The planned safe zone project aims to clear areas stretching from Jarablus city to Maree town in the northern countryside of Aleppo from IS militants. 

Experts believe that the establishment of such a safe zone in northern Syria encounters three major challenges. 

Such a zone is supposed to be run by Syrian rebel forces with support from the U.S.-led coalition. However, several rebel groups fighting in Syria are listed by the U.S. as terrorist organizations.

Activists suspect the accuracy of the U.S.-led coalition in selecting reliable rebel factions to run this safe zone, as most of opposition-linked armed groups are led by strict Islamists. 

Another hindrance facing the proposed safe zone is that Turkey has openly declared it would not only target IS group, but also Syrian Kurdish forces of the People’s Protection Units (YPG) for their alleged affiliation with the Kurdistan Workers’ Party (PKK). 

However, Washington seems conservative about attacking Syrian Kurds, as the Kurdish YPG forces have so far played an effective role in the war on IS in northern Syria. 

Furthermore, the U.S.-Turkey project of creating a safe zone north Syria has no clear strategy for protecting such a zone from pro-Assad air forces. 

A main objective of a Syrian safe zone is to ease the burden on Turkey regarding the mounting numbers of refugees and the continuous influx of Syrians into Turkey. 

“Pro-Assad warplanes are the greatest threat to civilians.
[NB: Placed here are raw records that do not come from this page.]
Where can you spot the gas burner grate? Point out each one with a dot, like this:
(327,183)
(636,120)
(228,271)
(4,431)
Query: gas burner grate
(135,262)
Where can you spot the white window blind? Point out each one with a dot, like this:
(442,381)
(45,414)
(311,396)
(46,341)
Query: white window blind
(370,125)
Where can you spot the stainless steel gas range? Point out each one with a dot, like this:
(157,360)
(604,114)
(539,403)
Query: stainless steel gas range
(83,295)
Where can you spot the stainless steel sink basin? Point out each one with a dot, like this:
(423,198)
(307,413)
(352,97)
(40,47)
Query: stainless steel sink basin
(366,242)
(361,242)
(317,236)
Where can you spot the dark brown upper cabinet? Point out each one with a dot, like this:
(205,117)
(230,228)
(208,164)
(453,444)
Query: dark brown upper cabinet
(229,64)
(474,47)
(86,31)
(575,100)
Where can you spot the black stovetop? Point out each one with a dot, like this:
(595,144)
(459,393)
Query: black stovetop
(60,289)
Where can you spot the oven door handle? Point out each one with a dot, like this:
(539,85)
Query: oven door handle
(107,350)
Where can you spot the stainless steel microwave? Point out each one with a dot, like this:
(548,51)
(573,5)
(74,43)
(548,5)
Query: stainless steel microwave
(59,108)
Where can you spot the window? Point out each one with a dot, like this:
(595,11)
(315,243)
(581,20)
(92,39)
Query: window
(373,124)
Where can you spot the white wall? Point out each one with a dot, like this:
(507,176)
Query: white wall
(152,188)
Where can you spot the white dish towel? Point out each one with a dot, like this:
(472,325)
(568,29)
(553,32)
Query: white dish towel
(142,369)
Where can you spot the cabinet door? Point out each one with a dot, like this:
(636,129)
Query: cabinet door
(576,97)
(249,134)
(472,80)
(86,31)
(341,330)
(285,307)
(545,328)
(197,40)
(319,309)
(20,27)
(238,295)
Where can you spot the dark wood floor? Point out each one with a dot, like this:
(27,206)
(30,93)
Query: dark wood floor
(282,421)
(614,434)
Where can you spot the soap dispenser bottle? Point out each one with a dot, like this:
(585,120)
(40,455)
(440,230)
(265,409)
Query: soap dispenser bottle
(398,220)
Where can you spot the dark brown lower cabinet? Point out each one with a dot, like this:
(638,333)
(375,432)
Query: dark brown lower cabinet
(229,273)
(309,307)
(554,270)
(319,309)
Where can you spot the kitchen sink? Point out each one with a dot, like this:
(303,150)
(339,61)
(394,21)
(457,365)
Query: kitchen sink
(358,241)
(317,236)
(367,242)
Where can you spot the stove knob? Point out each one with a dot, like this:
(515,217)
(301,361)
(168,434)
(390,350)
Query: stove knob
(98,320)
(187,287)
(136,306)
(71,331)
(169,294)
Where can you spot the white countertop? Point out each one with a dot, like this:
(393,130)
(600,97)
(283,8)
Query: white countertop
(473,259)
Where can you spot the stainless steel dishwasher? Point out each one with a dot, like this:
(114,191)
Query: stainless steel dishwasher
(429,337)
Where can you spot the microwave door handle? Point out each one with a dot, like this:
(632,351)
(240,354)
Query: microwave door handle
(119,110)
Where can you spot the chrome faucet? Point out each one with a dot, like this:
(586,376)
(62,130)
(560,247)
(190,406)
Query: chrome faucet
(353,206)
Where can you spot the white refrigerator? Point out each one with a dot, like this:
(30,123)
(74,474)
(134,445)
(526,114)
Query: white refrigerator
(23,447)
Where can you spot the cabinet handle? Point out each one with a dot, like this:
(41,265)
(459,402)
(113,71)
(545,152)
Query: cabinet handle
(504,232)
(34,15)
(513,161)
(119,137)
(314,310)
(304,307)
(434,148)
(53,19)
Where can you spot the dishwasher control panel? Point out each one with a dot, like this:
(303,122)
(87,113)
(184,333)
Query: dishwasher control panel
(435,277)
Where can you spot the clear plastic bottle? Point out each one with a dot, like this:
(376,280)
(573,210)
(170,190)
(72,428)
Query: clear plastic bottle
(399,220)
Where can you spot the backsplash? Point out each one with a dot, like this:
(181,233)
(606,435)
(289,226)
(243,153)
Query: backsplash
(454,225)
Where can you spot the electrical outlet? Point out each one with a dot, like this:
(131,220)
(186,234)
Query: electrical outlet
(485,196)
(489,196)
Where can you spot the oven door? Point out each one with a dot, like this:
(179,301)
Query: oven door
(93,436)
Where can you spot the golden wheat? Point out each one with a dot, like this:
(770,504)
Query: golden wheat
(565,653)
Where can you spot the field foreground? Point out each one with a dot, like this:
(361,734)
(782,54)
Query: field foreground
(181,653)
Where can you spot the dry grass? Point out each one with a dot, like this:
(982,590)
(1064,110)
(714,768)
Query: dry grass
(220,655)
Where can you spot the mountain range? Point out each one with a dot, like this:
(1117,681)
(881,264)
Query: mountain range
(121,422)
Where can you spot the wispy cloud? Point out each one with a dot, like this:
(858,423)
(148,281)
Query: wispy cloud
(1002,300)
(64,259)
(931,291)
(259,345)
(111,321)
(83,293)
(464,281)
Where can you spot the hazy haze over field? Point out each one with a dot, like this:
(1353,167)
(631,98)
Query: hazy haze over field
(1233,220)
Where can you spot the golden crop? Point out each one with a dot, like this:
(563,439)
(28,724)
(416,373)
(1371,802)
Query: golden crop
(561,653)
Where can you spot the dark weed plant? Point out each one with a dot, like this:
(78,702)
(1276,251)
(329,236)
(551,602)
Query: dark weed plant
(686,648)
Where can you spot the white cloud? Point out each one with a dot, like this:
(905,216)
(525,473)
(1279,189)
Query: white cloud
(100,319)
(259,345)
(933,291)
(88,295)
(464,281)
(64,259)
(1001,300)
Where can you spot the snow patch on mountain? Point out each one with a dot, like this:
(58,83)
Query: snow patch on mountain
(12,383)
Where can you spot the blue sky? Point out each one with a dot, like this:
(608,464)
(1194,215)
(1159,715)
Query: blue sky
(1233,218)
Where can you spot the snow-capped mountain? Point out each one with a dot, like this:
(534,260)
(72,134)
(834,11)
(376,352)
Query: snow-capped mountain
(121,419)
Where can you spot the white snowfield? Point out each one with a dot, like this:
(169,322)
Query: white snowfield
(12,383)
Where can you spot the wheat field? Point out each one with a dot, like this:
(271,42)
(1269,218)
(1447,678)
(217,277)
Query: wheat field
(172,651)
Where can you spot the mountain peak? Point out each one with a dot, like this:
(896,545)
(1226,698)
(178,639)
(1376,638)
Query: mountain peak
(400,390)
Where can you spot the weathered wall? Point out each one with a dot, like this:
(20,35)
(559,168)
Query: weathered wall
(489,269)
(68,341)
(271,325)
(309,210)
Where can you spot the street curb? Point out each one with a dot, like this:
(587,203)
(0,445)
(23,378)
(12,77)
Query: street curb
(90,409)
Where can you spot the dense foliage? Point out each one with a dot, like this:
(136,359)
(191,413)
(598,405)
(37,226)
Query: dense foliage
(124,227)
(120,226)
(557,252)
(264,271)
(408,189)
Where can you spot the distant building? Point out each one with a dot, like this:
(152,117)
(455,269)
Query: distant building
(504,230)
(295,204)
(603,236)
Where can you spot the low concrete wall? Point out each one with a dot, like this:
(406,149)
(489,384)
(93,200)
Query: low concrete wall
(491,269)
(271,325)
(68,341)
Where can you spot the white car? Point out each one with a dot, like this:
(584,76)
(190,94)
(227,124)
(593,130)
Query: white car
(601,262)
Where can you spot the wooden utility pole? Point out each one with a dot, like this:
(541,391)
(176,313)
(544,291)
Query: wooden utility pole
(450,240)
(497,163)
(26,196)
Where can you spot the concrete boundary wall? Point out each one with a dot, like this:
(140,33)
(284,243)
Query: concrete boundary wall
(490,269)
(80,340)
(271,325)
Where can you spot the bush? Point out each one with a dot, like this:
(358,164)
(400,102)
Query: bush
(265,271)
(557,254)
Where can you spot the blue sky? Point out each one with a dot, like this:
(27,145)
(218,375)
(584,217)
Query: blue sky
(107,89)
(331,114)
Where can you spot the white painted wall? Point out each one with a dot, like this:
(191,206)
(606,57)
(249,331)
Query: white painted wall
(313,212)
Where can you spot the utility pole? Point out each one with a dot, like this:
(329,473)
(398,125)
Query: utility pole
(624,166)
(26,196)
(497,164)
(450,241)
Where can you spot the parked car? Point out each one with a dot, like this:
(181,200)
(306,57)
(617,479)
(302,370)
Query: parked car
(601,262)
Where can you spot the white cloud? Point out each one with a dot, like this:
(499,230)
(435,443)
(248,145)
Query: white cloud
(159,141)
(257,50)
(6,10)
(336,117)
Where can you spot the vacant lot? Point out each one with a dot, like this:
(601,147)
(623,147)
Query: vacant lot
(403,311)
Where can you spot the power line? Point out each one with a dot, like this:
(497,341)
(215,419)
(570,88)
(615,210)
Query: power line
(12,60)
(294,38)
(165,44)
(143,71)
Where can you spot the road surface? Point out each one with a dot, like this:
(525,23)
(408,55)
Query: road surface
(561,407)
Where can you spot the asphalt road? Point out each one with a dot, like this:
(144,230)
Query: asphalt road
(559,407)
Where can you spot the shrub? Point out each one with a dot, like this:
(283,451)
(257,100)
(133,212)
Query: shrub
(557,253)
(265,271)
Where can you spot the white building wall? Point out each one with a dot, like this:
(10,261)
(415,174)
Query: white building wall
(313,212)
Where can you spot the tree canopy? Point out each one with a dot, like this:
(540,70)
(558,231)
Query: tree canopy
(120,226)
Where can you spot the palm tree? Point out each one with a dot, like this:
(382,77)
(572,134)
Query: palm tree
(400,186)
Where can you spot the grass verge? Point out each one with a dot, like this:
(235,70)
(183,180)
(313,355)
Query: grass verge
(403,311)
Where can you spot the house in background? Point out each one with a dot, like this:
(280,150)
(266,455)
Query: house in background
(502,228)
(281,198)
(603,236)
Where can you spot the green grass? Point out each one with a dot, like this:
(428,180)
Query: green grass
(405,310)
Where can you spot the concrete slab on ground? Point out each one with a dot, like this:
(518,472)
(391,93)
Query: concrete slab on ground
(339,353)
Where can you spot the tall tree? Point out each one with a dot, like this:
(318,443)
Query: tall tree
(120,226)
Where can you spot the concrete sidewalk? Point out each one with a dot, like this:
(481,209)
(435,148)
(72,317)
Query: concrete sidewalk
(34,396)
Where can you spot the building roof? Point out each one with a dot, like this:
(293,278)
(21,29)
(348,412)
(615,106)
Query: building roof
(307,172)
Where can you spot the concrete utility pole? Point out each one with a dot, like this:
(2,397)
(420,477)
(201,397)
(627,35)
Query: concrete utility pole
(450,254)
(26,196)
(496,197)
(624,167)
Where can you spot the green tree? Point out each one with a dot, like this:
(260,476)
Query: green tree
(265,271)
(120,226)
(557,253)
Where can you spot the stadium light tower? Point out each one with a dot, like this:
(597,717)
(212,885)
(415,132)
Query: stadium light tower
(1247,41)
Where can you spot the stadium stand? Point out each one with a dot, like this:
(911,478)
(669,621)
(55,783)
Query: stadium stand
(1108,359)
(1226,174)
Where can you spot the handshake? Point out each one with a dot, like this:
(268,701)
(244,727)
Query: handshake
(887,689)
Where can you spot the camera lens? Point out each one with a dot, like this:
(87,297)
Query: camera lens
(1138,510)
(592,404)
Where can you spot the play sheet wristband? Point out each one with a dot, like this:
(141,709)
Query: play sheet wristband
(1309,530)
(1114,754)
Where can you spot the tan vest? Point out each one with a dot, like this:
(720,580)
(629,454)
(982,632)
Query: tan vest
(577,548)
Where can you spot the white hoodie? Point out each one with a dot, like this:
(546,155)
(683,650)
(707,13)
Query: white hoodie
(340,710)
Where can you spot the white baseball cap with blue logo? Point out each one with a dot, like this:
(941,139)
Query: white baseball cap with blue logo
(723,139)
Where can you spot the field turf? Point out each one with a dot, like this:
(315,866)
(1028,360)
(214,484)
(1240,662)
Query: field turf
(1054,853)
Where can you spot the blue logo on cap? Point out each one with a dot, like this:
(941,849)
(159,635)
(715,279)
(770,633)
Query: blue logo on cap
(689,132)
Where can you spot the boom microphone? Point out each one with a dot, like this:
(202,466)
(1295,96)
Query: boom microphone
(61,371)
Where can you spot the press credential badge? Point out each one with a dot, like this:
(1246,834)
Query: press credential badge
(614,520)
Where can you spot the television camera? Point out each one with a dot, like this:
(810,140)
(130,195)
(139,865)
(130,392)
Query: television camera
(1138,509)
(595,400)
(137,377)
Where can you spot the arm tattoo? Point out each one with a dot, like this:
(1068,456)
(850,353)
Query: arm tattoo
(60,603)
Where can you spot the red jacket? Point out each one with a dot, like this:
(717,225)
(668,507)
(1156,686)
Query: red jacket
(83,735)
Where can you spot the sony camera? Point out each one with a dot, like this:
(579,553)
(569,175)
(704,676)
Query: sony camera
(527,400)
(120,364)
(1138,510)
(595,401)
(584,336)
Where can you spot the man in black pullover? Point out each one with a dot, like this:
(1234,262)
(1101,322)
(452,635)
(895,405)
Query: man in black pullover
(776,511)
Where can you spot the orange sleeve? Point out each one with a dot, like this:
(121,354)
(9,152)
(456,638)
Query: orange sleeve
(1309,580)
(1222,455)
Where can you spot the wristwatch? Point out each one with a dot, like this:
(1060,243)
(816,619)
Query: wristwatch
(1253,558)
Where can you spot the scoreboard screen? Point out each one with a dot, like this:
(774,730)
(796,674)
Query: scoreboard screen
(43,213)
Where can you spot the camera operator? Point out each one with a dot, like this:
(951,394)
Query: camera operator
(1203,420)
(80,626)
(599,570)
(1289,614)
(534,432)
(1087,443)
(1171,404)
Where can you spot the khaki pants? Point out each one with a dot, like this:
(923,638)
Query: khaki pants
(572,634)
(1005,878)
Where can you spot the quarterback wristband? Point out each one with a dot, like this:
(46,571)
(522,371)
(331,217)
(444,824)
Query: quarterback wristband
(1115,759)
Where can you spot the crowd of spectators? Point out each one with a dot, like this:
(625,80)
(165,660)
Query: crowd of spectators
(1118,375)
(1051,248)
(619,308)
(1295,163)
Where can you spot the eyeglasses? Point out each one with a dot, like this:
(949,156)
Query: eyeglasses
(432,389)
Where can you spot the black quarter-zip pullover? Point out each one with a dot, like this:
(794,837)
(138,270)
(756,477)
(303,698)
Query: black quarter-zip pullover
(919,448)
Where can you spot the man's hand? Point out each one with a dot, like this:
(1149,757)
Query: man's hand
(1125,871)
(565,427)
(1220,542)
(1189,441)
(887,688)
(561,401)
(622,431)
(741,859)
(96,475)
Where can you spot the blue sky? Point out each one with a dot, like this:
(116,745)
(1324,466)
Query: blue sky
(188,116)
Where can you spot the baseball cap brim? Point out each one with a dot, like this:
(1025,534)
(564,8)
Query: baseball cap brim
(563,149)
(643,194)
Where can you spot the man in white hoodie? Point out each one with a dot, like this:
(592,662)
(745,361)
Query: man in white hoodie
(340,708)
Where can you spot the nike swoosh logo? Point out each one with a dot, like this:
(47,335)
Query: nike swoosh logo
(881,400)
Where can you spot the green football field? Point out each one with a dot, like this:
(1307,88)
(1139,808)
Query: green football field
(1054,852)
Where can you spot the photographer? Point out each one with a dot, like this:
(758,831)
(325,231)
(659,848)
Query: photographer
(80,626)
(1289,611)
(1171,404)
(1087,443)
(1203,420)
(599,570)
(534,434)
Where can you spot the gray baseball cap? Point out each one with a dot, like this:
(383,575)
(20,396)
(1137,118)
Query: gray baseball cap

If Assad’s aggression towards Syrians won’t stop, all talks about a safe zone would remain worthless,” a Syrian opposition activist told ARA News. 

On the other hand, Moscow and Tehran won’t turn a blind eye towards threats to their ally, Assad, and the regional power balance. For them, any interference into Syria’s north is a territorial partition, which they consider a redline.